BOYACIKÖY’ÜN SOYADI TRAJEDİSİ

Kayseri Kocasinan İlçesi Boyacıköy Mahallesi’nde yaşayan halkın bir bölümünün, soyadları ile başı dertte. Boyacıköy halkından bazı kimselere verilen anlamsız ve lügât dışı soyadlar hâlâ yöre halkının başına dert açmaya devam ediyor.

Soyadı Kanunla beraber 1934 yılında Boyacıköy halkından bazı kimselere verilen anlamsız ve lügât dışı soyadlar hâlâ insanların başına dert açmaya devam ediyor.

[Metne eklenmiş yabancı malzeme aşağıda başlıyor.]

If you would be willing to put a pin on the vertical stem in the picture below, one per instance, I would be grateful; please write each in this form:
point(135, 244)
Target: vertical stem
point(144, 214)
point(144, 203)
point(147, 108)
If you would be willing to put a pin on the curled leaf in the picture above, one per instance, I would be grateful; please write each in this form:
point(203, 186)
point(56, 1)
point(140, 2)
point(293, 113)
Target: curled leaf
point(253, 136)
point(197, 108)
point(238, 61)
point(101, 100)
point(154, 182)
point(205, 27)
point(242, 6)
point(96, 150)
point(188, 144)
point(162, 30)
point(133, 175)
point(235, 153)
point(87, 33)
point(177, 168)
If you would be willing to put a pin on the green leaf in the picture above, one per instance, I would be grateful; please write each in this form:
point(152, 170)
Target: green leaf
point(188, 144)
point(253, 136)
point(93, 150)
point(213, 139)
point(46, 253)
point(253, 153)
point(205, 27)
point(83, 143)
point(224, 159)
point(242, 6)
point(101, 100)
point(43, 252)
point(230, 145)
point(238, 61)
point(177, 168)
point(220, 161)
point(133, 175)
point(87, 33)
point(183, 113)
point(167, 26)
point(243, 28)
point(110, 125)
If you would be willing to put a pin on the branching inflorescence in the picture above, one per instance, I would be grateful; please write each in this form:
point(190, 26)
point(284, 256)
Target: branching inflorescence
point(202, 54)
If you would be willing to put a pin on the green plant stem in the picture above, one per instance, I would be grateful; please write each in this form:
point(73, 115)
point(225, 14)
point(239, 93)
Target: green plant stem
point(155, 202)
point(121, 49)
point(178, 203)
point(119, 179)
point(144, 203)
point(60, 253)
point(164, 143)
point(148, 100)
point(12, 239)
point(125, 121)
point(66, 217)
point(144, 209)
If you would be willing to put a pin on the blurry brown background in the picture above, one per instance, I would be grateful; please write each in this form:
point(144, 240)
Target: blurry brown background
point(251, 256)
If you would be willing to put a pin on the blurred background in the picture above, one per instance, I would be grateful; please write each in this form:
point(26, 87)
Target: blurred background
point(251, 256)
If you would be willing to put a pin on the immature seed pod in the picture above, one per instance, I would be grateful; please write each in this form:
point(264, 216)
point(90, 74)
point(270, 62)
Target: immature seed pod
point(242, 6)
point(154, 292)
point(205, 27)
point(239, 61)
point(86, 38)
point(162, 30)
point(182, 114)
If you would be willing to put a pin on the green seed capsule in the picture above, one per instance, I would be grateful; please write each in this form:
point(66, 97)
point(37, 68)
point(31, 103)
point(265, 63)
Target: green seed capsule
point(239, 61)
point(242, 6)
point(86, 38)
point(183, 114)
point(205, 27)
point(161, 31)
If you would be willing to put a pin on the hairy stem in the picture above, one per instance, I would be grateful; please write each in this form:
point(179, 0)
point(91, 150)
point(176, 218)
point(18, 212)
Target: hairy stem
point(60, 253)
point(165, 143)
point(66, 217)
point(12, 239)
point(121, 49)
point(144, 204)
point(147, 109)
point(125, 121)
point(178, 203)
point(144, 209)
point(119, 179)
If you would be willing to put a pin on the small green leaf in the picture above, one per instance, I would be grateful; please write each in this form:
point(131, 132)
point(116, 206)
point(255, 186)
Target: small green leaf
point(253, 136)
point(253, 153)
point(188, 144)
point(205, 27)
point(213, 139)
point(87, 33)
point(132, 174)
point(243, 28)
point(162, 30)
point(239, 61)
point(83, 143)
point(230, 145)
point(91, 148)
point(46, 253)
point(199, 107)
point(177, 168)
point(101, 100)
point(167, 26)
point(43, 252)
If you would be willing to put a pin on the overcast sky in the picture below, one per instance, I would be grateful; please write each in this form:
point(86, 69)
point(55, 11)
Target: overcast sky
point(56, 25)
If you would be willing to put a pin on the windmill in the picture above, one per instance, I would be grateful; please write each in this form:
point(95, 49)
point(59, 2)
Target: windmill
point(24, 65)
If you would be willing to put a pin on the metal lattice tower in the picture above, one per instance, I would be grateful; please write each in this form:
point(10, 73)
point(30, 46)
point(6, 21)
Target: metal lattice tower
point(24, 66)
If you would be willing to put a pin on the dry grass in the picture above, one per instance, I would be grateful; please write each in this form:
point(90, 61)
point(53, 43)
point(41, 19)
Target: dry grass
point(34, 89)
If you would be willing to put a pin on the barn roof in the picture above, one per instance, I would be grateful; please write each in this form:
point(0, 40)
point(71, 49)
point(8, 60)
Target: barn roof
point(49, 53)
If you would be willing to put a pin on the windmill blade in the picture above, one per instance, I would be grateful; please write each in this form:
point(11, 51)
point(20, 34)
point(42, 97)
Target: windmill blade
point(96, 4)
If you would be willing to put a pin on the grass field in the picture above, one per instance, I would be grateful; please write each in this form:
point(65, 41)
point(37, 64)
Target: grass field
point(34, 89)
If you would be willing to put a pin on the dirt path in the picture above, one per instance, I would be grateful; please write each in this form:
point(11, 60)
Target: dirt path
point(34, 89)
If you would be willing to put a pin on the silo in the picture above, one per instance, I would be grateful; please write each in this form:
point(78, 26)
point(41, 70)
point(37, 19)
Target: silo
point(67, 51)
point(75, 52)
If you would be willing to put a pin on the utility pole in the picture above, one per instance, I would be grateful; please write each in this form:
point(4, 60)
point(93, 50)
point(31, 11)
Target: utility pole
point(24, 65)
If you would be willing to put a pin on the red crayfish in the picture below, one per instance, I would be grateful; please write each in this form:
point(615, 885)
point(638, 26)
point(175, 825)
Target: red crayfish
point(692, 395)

Özellikle alfabetik olarak ‘T’ harfi ile başlayan ve o günün nüfus memurlarınca zorla verilen anlamsız soyadlar şunlar: Tendik, Tensi, Tım, Tun, Tık, Teğrak, Tenik, Tergek, Tevhim, Tıkansak, Tıkık, Tıkız, Tıbtay, Tınç, Tırman, Tız, Tıdım, Tıgrık, Tıgıs, Tevkur, Tengiz, Tevis, Tiğriğ, Tilev, Yalçı, Dansak, …

“kendi soyadını tercih eden neredeyse yok”

Konuya dikkatleri çeken Boyacıköy Mahallesi Güzelleştirme ve Koruma Derneği Başkanı Osman Gerçek; köylerde bilinçli olarak kendi soyadını tercih edenlerin neredeyse olmadığını söyleyerek; “Bu soyadlar, daha çok devletin görevlendirdiği nüfus memurlarınca takdir edilmişler. Bazen hakaret anlamı içeren soyadlar olduğu gibi bazen de hiçbir anlamı olmayan soyadlar verilmiş insanlara.

Günümüz Türkçesinde kullanılmayan ve hiçbir anlamı da olmayan bu soyadların devlet tarafından niçin ve neden verildiği ile ilgili yaptığımız araştırmalar sonucunda, bu soyadların anlamları ve hangi dilden kaynaklandığı ile ilgili 2010 yılında Türk Dil Kurumu Başkanlığına yazdığımız maille ilgili verilen açıklamada da maalesef tatminkâr bir cevaba ulaşamadık.

Soyadı kanunla ilgili tarihi vesikalar ve olayın tanıkları çerçevesinde yaptığımız araştırmalarda, nüfus memurlarının ellerinde bulunan listelerden ve küçük kitapçıklardan insanlara sırayla soyadlar verdikleri bilgisine ulaştık” dedi.

“Soyadlar halkın başına bela oldu”

Gerçek, Türk Dili Tetkik Cemiyeti adıyla 1932 yılında kurulan Türk Dil Kurumu’nun o yıllarda akademik çevrelere yaptırttığı kelime derleme ve yeni kelimeler ‘uydurma’ ile ilgili çalışmalarında bir kısım lügât çalışmalarına tanık olduklarını kaydederek; “Türkçe’denOsmanlıca’ya Cep Kılavuzu’, ‘Karşılıklar Klavuzu’, ‘Tarama Dergisi’, ‘Divan-ı Lügât-i Türk’ten derlenen öz Türkçe kelimeler, halk tarafından anlamı bilinmese de, hiç kullanılmasa da, listeler halinde neşredilerek, görevli nüfus memurlarının eline verilmiş ve onlarda gittikleri yerlerde, denk gelen sayfadan sıra ile kelimeleri vatandaşa soyad olarak yazmışlar. Bu bahsettiğimiz kelime derleme çalışmalarında hepsinin bir anlam karşılığı olsa da meşhur ve nadir bir kullanımı olmadığı için, çoğunun Türkçe sözlüklerde bir karşılığı bulunmamaktadır.

Soyadların kanunen ‘öztürkçe’ olma zorunluluğu, tüm görevlileri anlamını bilmeseler bile bu fasiküllere ve listelere yöneltmiş, herkes kadere kısmet çıkan soyadına katlanmak zorunda bırakılmıştır.

Boyacıköy Mahallesi’nde verilen bu güncel anlamı bilinmeyen soyadlar, zaman içinde farklı şekillerde resmi işlerde yazılarak halkın başına bela olmuştur. Hukuken uzun uğraşlar sonucu kendilerine verilen bu anlamsız soyadları zaman içinde birçok gücü yeten vatandaş değiştirmiştir” şeklinde açıklamalarda bulundu.